The details of this selection process, and the final method selected can
be logged via enabling D_FULLDEBUG
in the relevant subsystem’s log
configuration.
Windows Platform Details
If after a suitable amount of time, a Windows machine has not entered the expected power state, then HTCondor is having difficulty exercising the operating system’s low power capabilities. While the cause will be specific to the machine’s hardware, it may also be due to improperly configured software. For hardware difficulties, the likely culprit is the configuration within the machine’s BIOS, for which HTCondor can offer little guidance. For operating system difficulties, the powercfg tool can be used to discover the available power states on the machine. The following command demonstrates how to list all of the supported power states of the machine:
> powercfg -A
The following sleep states are available on this system:
Standby (S3) Hibernate Hybrid Sleep
The following sleep states are not available on this system:
Standby (S1)
The system firmware does not support this standby state.
Standby (S2)
The system firmware does not support this standby state.
Note that the HIBERNATE
expression is written in terms of the Sn
state, where n is the value evaluated from the expression.

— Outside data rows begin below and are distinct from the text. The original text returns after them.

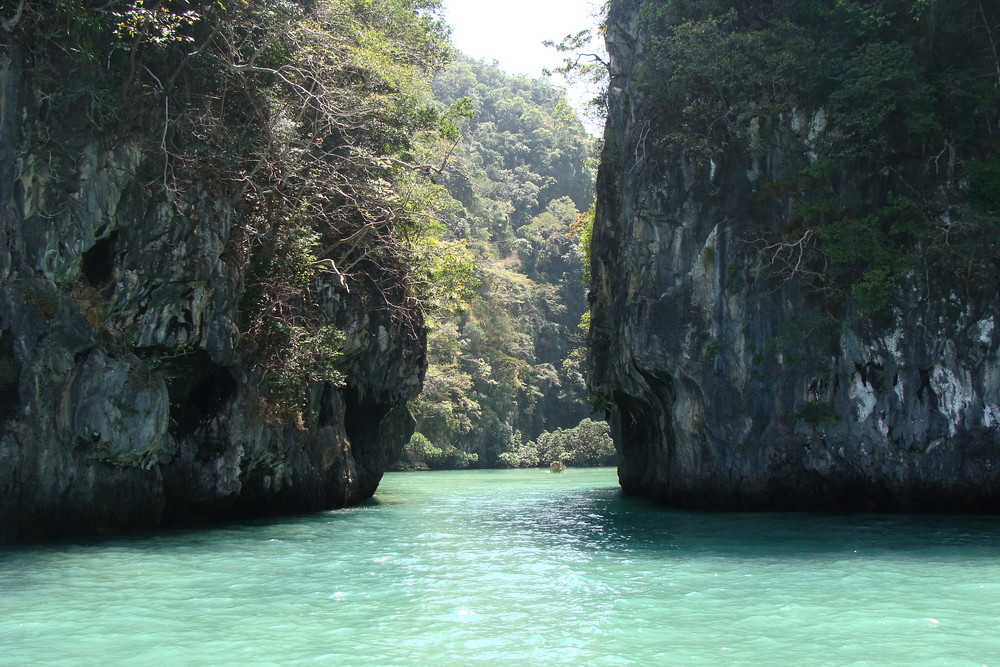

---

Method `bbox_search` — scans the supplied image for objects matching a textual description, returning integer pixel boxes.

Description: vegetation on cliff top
[396,59,613,468]
[0,0,469,419]
[638,0,1000,316]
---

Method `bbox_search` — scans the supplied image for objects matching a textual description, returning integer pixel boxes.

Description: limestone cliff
[0,3,425,542]
[590,0,1000,511]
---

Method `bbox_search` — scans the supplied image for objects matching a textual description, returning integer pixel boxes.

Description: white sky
[444,0,602,132]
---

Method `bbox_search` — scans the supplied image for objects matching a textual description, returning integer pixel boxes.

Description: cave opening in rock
[154,351,237,437]
[82,230,118,289]
[344,391,389,461]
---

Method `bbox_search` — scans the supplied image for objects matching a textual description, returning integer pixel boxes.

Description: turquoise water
[0,469,1000,666]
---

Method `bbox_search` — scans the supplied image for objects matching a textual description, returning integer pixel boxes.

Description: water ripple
[0,470,1000,666]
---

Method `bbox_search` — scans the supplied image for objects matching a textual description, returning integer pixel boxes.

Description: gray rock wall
[590,0,1000,511]
[0,45,425,543]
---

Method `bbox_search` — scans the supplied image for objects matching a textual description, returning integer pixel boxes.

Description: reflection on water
[0,469,1000,665]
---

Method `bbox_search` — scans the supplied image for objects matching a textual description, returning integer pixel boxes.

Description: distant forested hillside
[394,58,613,467]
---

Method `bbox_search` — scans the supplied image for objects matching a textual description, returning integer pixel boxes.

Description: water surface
[0,469,1000,666]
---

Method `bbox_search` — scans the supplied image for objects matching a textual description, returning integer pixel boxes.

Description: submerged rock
[590,0,1000,511]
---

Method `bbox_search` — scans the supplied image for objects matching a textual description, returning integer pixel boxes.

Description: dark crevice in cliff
[137,347,238,438]
[344,390,389,474]
[0,329,21,422]
[82,230,118,289]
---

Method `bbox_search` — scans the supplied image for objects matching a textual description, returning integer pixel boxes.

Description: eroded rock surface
[0,44,425,542]
[590,1,1000,511]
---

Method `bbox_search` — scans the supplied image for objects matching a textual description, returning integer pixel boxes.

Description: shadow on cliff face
[0,329,21,426]
[81,230,118,289]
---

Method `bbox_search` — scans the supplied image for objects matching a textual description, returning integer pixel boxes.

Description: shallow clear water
[0,469,1000,666]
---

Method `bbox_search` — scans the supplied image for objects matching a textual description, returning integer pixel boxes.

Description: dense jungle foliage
[394,59,614,468]
[0,0,467,418]
[638,0,1000,319]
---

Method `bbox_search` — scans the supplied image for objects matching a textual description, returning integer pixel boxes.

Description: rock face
[0,45,425,542]
[590,0,1000,511]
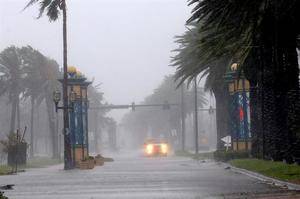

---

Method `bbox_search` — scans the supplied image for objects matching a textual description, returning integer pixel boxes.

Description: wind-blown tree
[172,24,230,149]
[25,0,72,169]
[175,0,300,161]
[0,46,25,133]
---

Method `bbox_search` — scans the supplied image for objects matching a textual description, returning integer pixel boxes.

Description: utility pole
[194,76,199,155]
[181,83,185,151]
[62,0,74,170]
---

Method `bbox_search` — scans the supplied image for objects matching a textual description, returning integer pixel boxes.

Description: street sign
[221,135,231,151]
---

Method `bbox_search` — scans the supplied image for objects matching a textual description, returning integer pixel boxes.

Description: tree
[122,75,207,148]
[0,46,25,133]
[25,0,73,169]
[176,0,300,160]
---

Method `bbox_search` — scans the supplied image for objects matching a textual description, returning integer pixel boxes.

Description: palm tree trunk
[9,97,17,133]
[30,96,35,158]
[46,91,58,158]
[17,95,21,130]
[62,0,74,170]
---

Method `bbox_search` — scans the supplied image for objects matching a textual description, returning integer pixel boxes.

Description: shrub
[0,191,8,199]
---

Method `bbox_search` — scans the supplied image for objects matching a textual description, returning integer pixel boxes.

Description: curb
[222,162,300,191]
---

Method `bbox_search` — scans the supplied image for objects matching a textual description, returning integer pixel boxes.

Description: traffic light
[163,101,170,110]
[208,106,214,114]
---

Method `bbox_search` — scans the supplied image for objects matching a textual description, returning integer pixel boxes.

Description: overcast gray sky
[0,0,191,120]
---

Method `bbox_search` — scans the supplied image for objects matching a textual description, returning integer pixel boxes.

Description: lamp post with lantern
[224,63,251,151]
[53,67,91,168]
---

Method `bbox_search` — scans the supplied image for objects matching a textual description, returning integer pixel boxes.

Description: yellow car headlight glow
[161,144,168,153]
[146,144,153,154]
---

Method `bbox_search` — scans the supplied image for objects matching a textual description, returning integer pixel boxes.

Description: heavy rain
[0,0,300,199]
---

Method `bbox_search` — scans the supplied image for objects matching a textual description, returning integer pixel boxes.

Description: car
[144,139,169,157]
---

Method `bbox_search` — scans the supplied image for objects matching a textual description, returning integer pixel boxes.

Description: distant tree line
[0,46,110,158]
[122,75,207,148]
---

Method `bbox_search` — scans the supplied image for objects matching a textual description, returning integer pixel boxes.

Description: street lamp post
[181,83,185,151]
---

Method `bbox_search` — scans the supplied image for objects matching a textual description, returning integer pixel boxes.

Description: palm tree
[25,0,73,169]
[172,24,230,149]
[0,46,25,133]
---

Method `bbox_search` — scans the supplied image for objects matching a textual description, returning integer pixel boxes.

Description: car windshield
[0,0,300,199]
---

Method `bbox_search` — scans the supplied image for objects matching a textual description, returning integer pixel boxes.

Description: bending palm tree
[25,0,74,169]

This tool can also be used to enable and disable other sleep states. This example turns hibernation on.
> powercfg -h on
If this tool is insufficient for configuring the machine in the manner required, the Power Options control panel application offers the full extent of the machine’s power management abilities. Windows 2000 and XP lack the powercfg program, so all configuration must be done via the Power Options control panel application.